Now, as well as we did for the YOLOv3 model, the best way to test if custom model training works, train it on my already prepared Mnist dataset. If you want to train it on a custom dataset, you can check my previous tutorial.

When you have cloned the GitHub repository, you should see the "mnist" folder containing mnist images. From their images, we create mnist training data with the following command: python mnist/make_data.py.

This make_data.py script creates training and testing images in a suitable format. Also, this makes an annotation file.

The yolov3/configs.py file is already configured for mnist training, but you need to change these settings to train the Tiny model.

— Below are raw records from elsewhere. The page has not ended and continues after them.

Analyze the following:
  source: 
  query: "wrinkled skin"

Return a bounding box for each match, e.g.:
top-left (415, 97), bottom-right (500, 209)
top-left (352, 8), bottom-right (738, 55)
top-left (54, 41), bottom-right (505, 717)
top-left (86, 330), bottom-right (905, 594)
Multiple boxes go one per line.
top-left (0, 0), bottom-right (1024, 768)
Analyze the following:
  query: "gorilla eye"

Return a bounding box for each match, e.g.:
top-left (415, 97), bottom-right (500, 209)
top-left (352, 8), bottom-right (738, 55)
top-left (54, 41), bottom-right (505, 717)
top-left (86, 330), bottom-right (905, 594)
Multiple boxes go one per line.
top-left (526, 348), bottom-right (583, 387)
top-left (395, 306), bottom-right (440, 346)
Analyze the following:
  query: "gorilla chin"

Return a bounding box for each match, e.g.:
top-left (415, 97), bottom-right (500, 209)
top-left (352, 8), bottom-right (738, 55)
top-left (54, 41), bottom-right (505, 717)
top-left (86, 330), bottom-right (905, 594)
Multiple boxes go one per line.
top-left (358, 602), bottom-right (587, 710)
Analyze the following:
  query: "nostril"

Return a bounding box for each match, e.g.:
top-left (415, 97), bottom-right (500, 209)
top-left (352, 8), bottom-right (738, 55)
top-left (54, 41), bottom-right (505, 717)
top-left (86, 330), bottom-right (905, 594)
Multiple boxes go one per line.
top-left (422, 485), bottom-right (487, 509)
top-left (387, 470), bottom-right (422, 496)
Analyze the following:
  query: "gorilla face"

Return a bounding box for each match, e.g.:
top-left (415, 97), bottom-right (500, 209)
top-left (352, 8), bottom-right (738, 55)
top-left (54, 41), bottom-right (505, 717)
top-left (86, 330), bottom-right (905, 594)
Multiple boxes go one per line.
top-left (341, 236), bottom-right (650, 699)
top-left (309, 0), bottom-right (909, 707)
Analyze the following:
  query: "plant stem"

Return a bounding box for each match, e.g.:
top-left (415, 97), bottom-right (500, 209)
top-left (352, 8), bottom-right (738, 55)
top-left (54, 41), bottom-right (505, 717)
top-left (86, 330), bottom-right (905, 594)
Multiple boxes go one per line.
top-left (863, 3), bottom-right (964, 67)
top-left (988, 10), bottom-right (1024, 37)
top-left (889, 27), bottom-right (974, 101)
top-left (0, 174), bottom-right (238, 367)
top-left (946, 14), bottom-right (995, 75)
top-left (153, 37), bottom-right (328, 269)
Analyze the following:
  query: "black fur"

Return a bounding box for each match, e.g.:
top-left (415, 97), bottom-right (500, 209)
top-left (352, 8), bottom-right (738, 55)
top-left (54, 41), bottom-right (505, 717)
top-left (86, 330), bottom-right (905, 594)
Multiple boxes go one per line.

Now, you can train and evaluate your YOLOv3-Tiny model:

python train.py

tensorboard --logdir=log

After my model finished the training, in Tensorboard I saw the following results:

These were quite lovely results, but only because mnist is quite a simple dataset. As well, while training the YOLOv3 model, I used to train for 30 epochs. A tiny model was required to train it for 100 epochs. This means that we need to train a tiny model for more epochs than the original one.

Our new custom model is saved in the checkpoints folder as yolov3_custom_tiny. To check how detection works on our mnist custom detector, run detect_mnist.py script with yolov3_custom_tiny weights. I ran this script and received the following results:

From the results, we can see that for mnist custom, Tiny detection works quite accurately, but this may be only because it's quite a simple dataset. If you would like to train and run a detector for the custom YOLOv3-Tiny model on different datasets, check my previous tutorial to show how to prepare it for training.

Conclusion:

I haven't tested to train a tiny custom model on different custom datasets than mnist, but if it worked on mnist, I don't see why it shouldn't work on a different dataset. In code, I made a workaround (ANCHORS AND STRIDES) to use the YOLOv3-Tiny model because it's used much fewer times than the original one, and I didn't want to invest a lot of time to do massive code changes because this requires a lot of time. Maybe in the future, I will make changes that we won't need a workaround. Now you can test this code on low-end devices. If you find any mistakes in code or you have a suggestion on how to improve it, don't hesitate to make a pull request on GitHub!

If you need more accuracy from the Tiny model, on Google, you can find many articles with modified versions and what strategies people use to make it better. But this wasn't the goal of this tutorial.

Thanks for reading, and see you in the next part.